Asian markets fell on Monday amid concern about escalating territorial dispute between Japan and China. A stronger yen was also weighing on Japanese exporters. Global investors will keep an eye on a possible bailout request from Spain and US economic data.
The MSCI Asia Pacific Index dropped 0.6% to 122.69 at 11:36 a.m. in Tokyo, with about three stocks falling for each that rose. Last week, the Index lost 0.1%, halting a two-week advance. It had gained 5.4% this quarter through last week. The Asian benchmark is up ~8% this year.
The Nikkei in Japan was down ~0.6% while the Hang Seng index in Hong Kong was flat. The Shanghai Composite index in China was static while the Kospi in South Korea dropped 0.5%.
The Straits Times index in Singapore lost 0.2% while the Taiex in Taiwan rose 0.2%. The S&P/ASX 200 index in Australia was down 0.5%.
China and Japan have been locked in a territorial dispute over a group of islands known as the Diaoyu in Chinese and Senkaku in Japanese.
Over the weekend, a Japanese newspaper reported that China had cancelled events this week to mark the 40th anniversary of the normalization of ties between the two countries.
Japan’s prime minister warned Beijing that anti-Japanese protests in China could hurt the Chinese economy.
China’s benchmark index hit the lowest level since January 2009 after a central bank adviser said that the economic slowdown may extend into next year.
The Shanghai Composite Index slid 0.7% to 2,012.36 as of 10:13 a.m. local time. It plunged 4.6% last week after a report on manufacturing signaled a contraction and escalating tensions with Japan threatened trade. The Shanghai Composite is down 8.5% this year.
The economic slowdown may persist into 2013 amid a lack of funding for approved infrastructure projects, according to Song Guoqing, an academic adviser to the People’s Bank of China.

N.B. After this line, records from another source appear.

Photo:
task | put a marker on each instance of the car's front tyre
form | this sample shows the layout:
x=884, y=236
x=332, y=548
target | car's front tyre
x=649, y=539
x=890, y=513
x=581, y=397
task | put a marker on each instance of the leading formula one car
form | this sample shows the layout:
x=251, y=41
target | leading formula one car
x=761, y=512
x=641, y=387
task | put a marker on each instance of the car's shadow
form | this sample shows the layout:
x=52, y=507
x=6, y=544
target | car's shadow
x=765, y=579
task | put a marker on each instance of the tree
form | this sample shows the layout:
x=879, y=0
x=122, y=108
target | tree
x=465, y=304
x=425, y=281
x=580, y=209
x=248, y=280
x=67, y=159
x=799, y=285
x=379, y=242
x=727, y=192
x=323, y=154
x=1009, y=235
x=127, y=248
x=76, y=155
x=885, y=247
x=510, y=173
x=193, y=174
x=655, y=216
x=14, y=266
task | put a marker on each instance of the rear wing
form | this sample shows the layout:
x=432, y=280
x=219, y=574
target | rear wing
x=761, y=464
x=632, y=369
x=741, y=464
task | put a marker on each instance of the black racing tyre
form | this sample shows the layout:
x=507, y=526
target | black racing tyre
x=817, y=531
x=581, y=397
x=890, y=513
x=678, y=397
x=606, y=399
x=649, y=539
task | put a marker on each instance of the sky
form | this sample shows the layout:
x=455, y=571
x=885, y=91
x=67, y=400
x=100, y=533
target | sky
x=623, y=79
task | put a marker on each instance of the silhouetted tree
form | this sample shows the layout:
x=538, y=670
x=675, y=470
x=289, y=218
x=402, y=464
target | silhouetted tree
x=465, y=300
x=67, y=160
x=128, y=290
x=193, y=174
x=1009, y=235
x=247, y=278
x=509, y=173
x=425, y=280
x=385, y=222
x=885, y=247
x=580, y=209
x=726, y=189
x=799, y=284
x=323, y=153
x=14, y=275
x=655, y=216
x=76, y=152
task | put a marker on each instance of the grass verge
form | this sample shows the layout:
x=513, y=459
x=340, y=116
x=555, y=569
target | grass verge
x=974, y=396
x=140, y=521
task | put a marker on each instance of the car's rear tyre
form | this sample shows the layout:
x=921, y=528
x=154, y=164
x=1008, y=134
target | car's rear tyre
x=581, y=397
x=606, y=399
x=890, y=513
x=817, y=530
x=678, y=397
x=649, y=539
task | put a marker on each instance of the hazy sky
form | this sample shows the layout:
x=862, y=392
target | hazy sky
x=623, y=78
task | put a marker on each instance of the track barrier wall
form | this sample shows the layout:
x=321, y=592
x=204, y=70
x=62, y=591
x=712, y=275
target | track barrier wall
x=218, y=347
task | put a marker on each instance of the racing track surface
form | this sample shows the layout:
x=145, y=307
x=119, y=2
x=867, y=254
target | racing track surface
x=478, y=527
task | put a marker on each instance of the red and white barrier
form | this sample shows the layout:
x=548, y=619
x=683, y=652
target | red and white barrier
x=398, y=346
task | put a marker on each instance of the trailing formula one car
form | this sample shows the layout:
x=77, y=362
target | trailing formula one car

The economy will grow between 7.3% and 7.4% in the fourth quarter and 7% to 7.5% in the first half next year, Song, a Peking University professor, said in an interview in Beijing on Sept. 21. He reiterated a July forecast of 7.4% third-quarter growth.
A survey showed that China’s manufacturers and retailers are less optimistic about sales than they were three months ago, and more companies are cutting jobs.
Citigroup has recommended investors to stay "underweight" on Chinese Stocks.
Policy loosening will be “relatively moderate” as the economy is slowing gradually, the China Securities Journal reported.
China’s central bank has left benchmark interest rates unchanged since July. Policy makers have also kept bank reserve requirements at 20% since May, and have allowed money-market rates to surge before the week-long National Day holiday starting Oct. 1.